You are viewing a plain text version of this content. The canonical link for it is here.

Posted to user@nutch.apache.org by winz <cw...@yahoo.com> on 2009/10/10 14:20:31 UTC

Re: How to ignore search results that don't have related keywords in main body?

Venkateshprasanna wrote:
> 
> Hi,
> 
> You can very well think of doing that if you know that you would crawl and
> index only a selected set of web pages, which follow the same design.
> Otherwise, it would turn out to be a never ending process - i.e., finding
> out the sections, frames, divs, spans, css classes and the likes - from
> each of the web pages. Scalability would obviously be an issue.
> 

Hi,
Could I please know how we can ignore template items like header, footer and
menu/navigations while crawling and indexing pages which follow the same
design??
I'm using a content management system called Infoglue to develop my website.
A standard template is applied for all the pages on the website.

The search results from Nutch shows content from menu/navigation bar
multiple times.
I need to get rid of menu/navigation content from the search result.

Please guide regarding this.

Thanks,
Vinay

-- 
View this message in context: http://www.nabble.com/How-to-ignore-search-results-that-don%27t-have-related-keywords-in-main-body--tp22654668p25833636.html
Sent from the Nutch - User mailing list archive at Nabble.com.

RE: How to ignore search results that don't have related keywords in main body?

Posted by BELLINI ADAM <mb...@msn.com>.

As i explained in my poste the sections i dont wnat to index areare headers, top menus, right menus, left menus :
this is what i mean by garbage. 
<div id = 'header'>     bla bla </div>
 <div id = 'top_menu'>  bla bla </div>
 <div id = 'left_menu'>  bla bla </div>
 <div id = 'right_menu'> bla bla </div>each page contains the same header and menus section and i don't want index them becoz they are the same...
so in each page i just want to parse those sections  to get outlinks but dont want to index them...so i have to create a filtred content (without those section).  but how to construct this content since i dont know all the blocks and tags that this pages will contains and i even dont know if they are well formed...(its just HTML)....
the only thing i'm sure about it that there is a template which applies to all pages, this templates are the div sections described above...(menus, left-menus, ....etc).
so i guess the easiest solution is to find a java class which take an HTML file and certains sections
<div id = 'header'>....
  as parameters and just delete those sections form the HTML file and produce the new cleaned HTML....

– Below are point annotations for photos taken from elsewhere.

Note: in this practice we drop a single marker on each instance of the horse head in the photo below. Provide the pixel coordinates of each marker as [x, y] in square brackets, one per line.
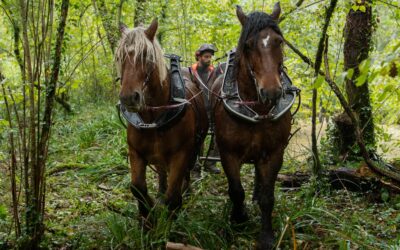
[141, 65]
[261, 52]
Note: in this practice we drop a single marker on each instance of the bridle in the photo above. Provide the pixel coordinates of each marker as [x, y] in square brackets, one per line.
[257, 86]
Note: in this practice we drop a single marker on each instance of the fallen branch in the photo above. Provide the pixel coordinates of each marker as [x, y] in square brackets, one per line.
[64, 167]
[360, 180]
[180, 246]
[374, 167]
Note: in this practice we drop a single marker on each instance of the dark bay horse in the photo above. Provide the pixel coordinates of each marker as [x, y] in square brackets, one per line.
[145, 90]
[257, 71]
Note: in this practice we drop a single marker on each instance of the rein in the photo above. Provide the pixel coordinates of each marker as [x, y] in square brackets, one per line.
[171, 106]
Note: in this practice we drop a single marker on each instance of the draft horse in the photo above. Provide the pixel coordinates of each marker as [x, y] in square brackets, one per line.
[146, 93]
[257, 71]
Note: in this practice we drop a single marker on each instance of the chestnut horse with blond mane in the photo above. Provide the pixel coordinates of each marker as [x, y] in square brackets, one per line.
[145, 91]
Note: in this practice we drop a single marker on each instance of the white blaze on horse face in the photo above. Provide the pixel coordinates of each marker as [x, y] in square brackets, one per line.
[265, 41]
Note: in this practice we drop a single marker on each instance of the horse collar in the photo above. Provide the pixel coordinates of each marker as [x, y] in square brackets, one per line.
[177, 95]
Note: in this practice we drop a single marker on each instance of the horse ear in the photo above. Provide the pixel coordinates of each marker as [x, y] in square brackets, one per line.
[240, 14]
[123, 29]
[152, 29]
[276, 11]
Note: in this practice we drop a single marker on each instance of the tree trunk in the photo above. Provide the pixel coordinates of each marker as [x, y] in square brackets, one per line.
[140, 13]
[358, 42]
[108, 22]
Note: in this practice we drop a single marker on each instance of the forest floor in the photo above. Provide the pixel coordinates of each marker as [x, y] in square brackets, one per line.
[89, 205]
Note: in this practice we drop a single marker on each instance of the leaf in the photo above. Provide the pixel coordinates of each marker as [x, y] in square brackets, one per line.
[355, 7]
[318, 82]
[361, 80]
[364, 65]
[350, 73]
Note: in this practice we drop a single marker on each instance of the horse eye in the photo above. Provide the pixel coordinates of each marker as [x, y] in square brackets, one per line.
[279, 41]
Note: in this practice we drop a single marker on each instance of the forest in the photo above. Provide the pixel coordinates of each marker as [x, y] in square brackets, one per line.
[65, 175]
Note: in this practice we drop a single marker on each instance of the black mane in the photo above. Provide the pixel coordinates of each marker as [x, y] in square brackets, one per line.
[256, 21]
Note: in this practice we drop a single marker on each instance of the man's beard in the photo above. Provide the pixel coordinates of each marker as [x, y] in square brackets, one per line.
[206, 64]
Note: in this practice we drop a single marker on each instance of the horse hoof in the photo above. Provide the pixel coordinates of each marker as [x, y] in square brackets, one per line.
[239, 218]
[145, 224]
[265, 242]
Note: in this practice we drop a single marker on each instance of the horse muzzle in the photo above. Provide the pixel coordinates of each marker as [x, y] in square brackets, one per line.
[270, 96]
[133, 102]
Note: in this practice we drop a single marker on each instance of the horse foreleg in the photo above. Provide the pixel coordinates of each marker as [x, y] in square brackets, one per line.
[267, 169]
[177, 169]
[162, 180]
[138, 183]
[231, 165]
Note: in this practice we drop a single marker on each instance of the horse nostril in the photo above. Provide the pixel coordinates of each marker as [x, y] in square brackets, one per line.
[136, 97]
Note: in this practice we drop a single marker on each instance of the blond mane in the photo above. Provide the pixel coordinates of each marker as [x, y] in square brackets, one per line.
[136, 43]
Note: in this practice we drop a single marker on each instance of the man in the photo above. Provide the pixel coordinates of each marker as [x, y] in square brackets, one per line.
[203, 74]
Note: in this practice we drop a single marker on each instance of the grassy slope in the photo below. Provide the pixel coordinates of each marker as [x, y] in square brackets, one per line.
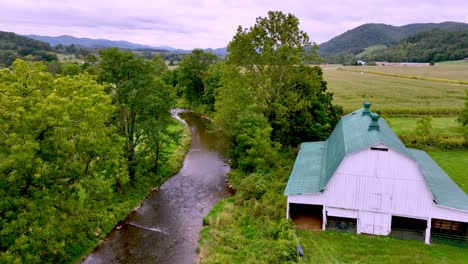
[333, 247]
[443, 126]
[392, 94]
[226, 237]
[454, 163]
[458, 62]
[445, 71]
[336, 247]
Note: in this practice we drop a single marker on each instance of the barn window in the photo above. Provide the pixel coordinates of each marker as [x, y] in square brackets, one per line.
[341, 224]
[449, 232]
[307, 216]
[379, 149]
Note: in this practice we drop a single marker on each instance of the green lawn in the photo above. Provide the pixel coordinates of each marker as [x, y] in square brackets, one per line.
[337, 247]
[394, 95]
[451, 71]
[454, 163]
[442, 126]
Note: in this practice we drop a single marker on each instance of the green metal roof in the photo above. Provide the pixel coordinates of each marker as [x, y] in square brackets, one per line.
[444, 190]
[317, 161]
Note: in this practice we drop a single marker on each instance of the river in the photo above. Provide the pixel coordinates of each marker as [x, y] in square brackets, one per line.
[166, 227]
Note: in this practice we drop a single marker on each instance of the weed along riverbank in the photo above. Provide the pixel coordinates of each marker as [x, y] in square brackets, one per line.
[166, 227]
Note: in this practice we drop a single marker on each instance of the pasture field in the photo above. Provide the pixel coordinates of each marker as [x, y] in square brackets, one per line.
[444, 126]
[394, 95]
[452, 72]
[454, 163]
[340, 247]
[458, 62]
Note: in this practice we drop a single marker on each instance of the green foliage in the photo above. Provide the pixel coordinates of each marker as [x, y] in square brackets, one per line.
[431, 46]
[61, 161]
[463, 118]
[193, 74]
[424, 126]
[265, 73]
[13, 46]
[57, 154]
[358, 41]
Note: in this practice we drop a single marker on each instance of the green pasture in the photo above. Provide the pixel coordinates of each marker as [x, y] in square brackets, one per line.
[453, 71]
[445, 126]
[337, 247]
[454, 163]
[393, 95]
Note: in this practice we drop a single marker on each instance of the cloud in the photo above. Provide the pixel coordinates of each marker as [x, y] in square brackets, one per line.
[210, 23]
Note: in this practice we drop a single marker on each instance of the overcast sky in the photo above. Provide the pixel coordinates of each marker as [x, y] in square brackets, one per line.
[210, 23]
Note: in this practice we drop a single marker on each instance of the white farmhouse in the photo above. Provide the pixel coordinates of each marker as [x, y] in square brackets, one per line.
[362, 178]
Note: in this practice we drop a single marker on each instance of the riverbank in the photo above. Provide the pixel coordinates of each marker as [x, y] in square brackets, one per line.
[131, 198]
[165, 228]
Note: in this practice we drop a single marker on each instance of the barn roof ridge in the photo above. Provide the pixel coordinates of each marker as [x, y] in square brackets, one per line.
[318, 161]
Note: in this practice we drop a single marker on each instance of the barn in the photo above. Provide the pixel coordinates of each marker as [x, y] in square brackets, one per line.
[363, 179]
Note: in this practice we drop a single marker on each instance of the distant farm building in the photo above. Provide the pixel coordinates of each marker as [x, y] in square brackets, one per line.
[360, 62]
[385, 63]
[363, 179]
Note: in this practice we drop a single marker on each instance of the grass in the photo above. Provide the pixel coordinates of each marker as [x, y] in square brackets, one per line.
[132, 196]
[442, 126]
[393, 95]
[336, 247]
[454, 163]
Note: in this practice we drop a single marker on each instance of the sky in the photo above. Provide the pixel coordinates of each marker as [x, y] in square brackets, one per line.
[210, 23]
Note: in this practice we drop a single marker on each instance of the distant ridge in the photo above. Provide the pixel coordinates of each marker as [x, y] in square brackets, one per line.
[104, 43]
[356, 40]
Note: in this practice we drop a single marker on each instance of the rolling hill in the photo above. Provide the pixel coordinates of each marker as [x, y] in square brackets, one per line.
[104, 43]
[13, 46]
[356, 40]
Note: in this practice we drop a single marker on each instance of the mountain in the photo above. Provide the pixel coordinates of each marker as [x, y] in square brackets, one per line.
[13, 46]
[428, 46]
[94, 43]
[356, 40]
[103, 43]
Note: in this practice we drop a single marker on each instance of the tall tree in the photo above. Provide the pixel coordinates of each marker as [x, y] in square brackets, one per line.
[140, 96]
[270, 59]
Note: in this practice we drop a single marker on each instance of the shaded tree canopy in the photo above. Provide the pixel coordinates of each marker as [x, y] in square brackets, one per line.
[266, 66]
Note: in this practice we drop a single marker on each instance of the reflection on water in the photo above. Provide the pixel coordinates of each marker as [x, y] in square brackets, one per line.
[165, 228]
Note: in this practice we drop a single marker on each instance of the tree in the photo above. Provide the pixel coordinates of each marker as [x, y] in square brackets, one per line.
[58, 156]
[192, 74]
[270, 59]
[463, 118]
[424, 126]
[142, 99]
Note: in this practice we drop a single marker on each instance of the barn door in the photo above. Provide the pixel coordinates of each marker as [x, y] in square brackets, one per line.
[366, 222]
[373, 223]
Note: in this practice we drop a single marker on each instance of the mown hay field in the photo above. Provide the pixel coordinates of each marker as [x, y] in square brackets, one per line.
[395, 95]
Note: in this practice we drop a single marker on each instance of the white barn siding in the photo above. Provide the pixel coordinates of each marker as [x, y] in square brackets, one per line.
[372, 186]
[380, 181]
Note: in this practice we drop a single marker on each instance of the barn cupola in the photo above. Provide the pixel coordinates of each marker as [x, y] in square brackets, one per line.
[374, 125]
[366, 108]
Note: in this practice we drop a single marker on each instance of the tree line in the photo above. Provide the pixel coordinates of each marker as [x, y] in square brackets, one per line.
[72, 146]
[75, 139]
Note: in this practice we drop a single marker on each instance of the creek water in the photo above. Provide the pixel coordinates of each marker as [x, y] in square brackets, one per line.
[166, 227]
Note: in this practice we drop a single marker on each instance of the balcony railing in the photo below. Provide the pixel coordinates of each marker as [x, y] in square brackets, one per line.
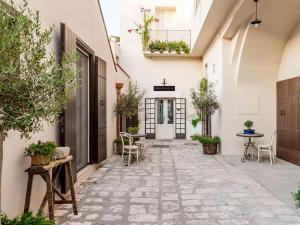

http://www.israel-stop.com/fr
<a href="http://www.israel-stop.com/fr">israel</a>

> Date: Sat, 10 Oct 2009 18:21:47 +0200
> From: ab@getopt.org
> To: nutch-user@lucene.apache.org
> Subject: Re: How to ignore search results that don't have related keywords in main body?
> 
> BELLINI ADAM wrote:
> > hi guyes.... it's just what im talking about in my post 'indexing
> > just certain content‏'... you can read it mabe it could help you... i
> > was asking how to get rid of the garbage sections in a document and
> > to parse only the important data...so i guess you will create your
> > own parser and indexer...but the problem is how could we delete those
> > garbage section from an html...try to read my post...mabe we can
> > gather our two posts...i dont know if we can gather posts on thsi
> > mailing list...to keep tracking only one post...
> 
> What is garbage? Can you define it in terms of regex pattern or XPath 
> expression that points to specific elements in DOM tree? If you crawl a 
> single (or few) sites with well defined templates then you can hardcode 
> some rules for removing unwanted parts of the page.
> 
> If you can't do this, then there are some heuristic methods to solve 
> this. There are two groups of methods:
> 
> * page at a time (local): this group of methods considers only the 
> current page that you analyze. The quality of filtering is usually limited.
> 
> * groups of pages (e.g. per site): these methods consider many pages at 
> a time, and try to find recurring theme among them. Since you first need 
> to accumulate some pages it can't be done on the fly, i.e. this requires 
> a separate post-processing step.
> 
> The easiest to implement in Nutch is the first approach (page at a 
> time). There are many possible implementations - e.g. based on text 
> patterns, on visual position of elements, on DOM tree patterns, on 
> "block of content" characteristics, etc.
> 
> Here's for example a simple method:
> 
> * collect text from the page in blocks, where each block fits within 
> structural tags (div and table tags). Collect also the number of <a> 
> links in each block.
> 
> * remove a percentage of the smallest blocks, where link number is high 
> - these are likely navigational elements.
> 
> * reconstruct the whole page from the remaining blocks.
> 
> -- 
> Best regards,
> Andrzej Bialecki     <><
>   ___. ___ ___ ___ _ _   __________________________________
> [__ || __|__/|__||\/|  Information Retrieval, Semantic Web
> ___|||__||  \|  ||  |  Embedded Unix, System Integration
> http://www.sigram.com  Contact: info at sigram dot com
> 

_________________________________________________________________
New! Faster Messenger access on the new MSN homepage
http://go.microsoft.com/?linkid=9677406

Re: How to ignore search results that don't have related keywords in main body?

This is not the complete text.